No evangelho Lc conclui o sermão da planície com uma comparação agrária (árvore) e outra urbana (casa), na combinação clássica daquela cultura (cf. Jr 1,10); entre as duas, uma comparação doméstica (baú, tesouro). Nelas sintetiza a importância decisiva da interioridade e a necessidade da traduzir o ensinamento em conduta prática.

Cada árvore dá fruto segundo sua espécie e qualidade. Pelo fruto identificamos a árvore (Tg 3,12). Assim como as árvores são conhecidas pelos frutos, do mesmo modo os homens são conhecidos pelos seus atos. O tesouro pode ser o depósito, a adega ou despensa. No homem é a intimidade, o coração como sede da vida consciente e livre. Referindo à boca, à palavra, o provérbio se aplica a quem ensina; mas seu alcance é mais amplo. Segue-se a necessidade de ir assimilando e acumulando coisas boas para partilhá-las com outros no momento oportuno. No plano da imagem, “senhor” é o patrão: pouco vale que o criado diga “sim, senhor”, se depois não cumpre as ordens (Ml 1,3; Mt 21,28-32). No tempo em que Lucas escreve Senhor é título de Jesus; era muito importante reconhece-lo e confessá-lo (Rm 10,9), o que supõe a assistência do Espírito Santo (1Cor 12,3). Contudo, a invocação pode esvaziar-se de sentido, se não conduz a cumprir seus ensinamentos.

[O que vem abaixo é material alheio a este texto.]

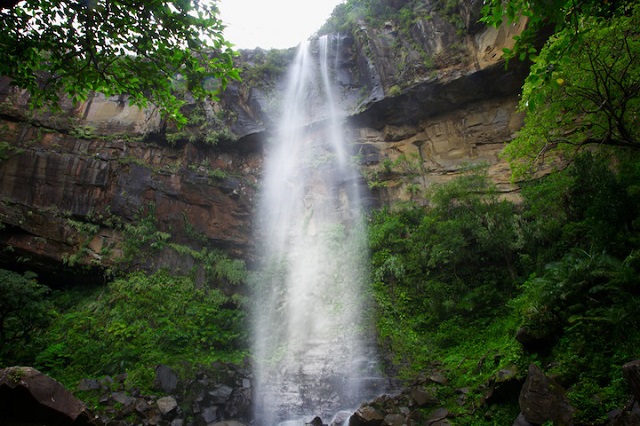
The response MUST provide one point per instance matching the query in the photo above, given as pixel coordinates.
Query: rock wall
(422, 106)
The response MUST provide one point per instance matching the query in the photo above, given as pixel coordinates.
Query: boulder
(167, 404)
(166, 379)
(366, 416)
(28, 396)
(423, 398)
(542, 399)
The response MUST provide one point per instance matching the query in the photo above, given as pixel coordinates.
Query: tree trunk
(631, 372)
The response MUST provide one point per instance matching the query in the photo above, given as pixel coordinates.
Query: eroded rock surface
(72, 182)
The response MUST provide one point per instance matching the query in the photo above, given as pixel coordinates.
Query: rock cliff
(423, 103)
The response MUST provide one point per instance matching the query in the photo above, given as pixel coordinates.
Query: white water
(308, 328)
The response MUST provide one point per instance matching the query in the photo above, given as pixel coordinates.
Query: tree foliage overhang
(147, 49)
(584, 85)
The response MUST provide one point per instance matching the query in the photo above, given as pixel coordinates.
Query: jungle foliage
(584, 85)
(454, 282)
(129, 326)
(146, 49)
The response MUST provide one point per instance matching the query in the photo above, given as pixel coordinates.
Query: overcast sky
(273, 23)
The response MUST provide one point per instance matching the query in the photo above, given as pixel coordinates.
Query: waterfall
(309, 345)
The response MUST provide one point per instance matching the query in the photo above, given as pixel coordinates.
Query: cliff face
(77, 185)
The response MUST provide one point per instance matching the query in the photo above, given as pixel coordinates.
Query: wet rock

A comparação conclui todo o discurso à maneira de exortação. Todo o ensinamento de Jesus é para a vida; se fica na simples informação, sem se traduzir em obras, carecerá de fundamento para ele. Também insinua que a construção da vida cristã estará ameaçada de fora. Se o edifício é valioso, sua ruína será terrível. Quem põe em prática a mensagem de Jesus, constrói a vida pessoal e comunitária sobre alicerce firme, que resiste à alienação, aos conflitos e até mesmo à perseguição. Quem fica somente no ouvir ou no falar, jamais colabora na construção de nova sociedade.